Billy Joel recalls when he didn’t ‘want to live anymore’, attempted suicide

Billy Joel is sharing one of the darkest and most painful chapters of his life in his new documentary, Billy Joel: And So It Goes. The first part of the film premiered on Wednesday, June 4, at the Tribeca Festival in New York City, offering a deeply personal look into a time when the legendary musician nearly lost himself.
Now 76, Joel reveals in the documentary that he attempted suicide twice in his early 20s, following an affair with the wife of his then-best friend and bandmate, Jon Small.
At the time, Joel was part of the band Attila and had moved in with Small, his wife Elizabeth Weber, and their young son.
As Joel tells it, the relationship with Elizabeth grew gradually.
“Bill and I spent a lot of time together,” Elizabeth says in the documentary, calling it a “slow build.” When Small sensed something was going on, Joel admitted, “I’m in love with your wife.”
“I felt very, very guilty about it. They had a child. I felt like a homewrecker,” Joel says. “I was just in love with a woman and I got punched in the nose which I deserved. Jon was very upset. I was very upset.”
That confrontation brought Attila to an end and caused a rift between the two friends. Elizabeth left, and Joel spiraled.

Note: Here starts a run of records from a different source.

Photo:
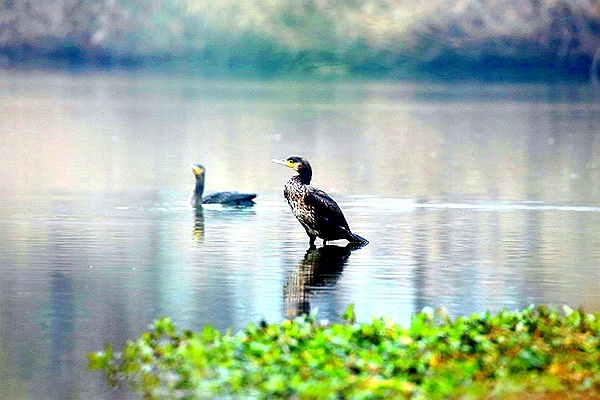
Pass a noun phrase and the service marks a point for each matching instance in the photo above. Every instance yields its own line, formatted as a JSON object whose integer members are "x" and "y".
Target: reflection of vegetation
{"x": 504, "y": 355}
{"x": 363, "y": 36}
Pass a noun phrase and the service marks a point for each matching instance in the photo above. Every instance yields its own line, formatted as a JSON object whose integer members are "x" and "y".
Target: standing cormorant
{"x": 318, "y": 213}
{"x": 225, "y": 198}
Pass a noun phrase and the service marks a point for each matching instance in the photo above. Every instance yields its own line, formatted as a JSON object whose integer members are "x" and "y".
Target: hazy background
{"x": 454, "y": 38}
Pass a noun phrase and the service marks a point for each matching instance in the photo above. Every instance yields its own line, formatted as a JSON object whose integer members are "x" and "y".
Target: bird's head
{"x": 198, "y": 169}
{"x": 298, "y": 164}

“I had no place to live. I was sleeping in laundromats and I was depressed I think to the point of almost being psychotic,” he recalls.
“So I figured, ‘That’s it. I don’t want to live anymore.’ I was just in a lot of pain and it was sort of like why hang out, tomorrow is going to be just like today is and today sucks. So, I just thought I’d end it all.”
His sister, Judy Molinari, who was working as a medical assistant at the time, gave him sleeping pills to help him rest. But Joel had something else in mind.
“But Billy decided that he was going to take all of them… he was in a coma for days and days and days,” Judy says, holding back tears, as per People.
“I went to go see him in the hospital, and he was laying there white as a sheet. I thought that I’d killed him.”
Joel describes that moment as “very selfish” and admitted that when he woke up in the hospital, he wanted to try again—this time “right.”
He later attempted to take his life again by drinking a bottle of lemon Pledge. It was Jon Small who rushed him to the hospital and ultimately saved him.
“Even though our friendship was blowing up, Jon saved my life,” Joel says.
Small reflects on the heartbreak of their situation and adds, “He never really said anything to me, the only practical answer I can give as to why Billy took it so hard was because he loved me that much and that it killed him to hurt me that much. Eventually I forgave him.”
After those painful attempts, Joel checked himself into an “observation ward.” He described himself during that time as a “lost soul,” but the experience ended up being transformative.
“I got out of the observation ward and I thought to myself, you can utilize all those emotions to channel that stuff into music,” he says.
Billy Joel: And So It Goes will be released on HBO in July, giving fans an honest and raw look at the man behind the music.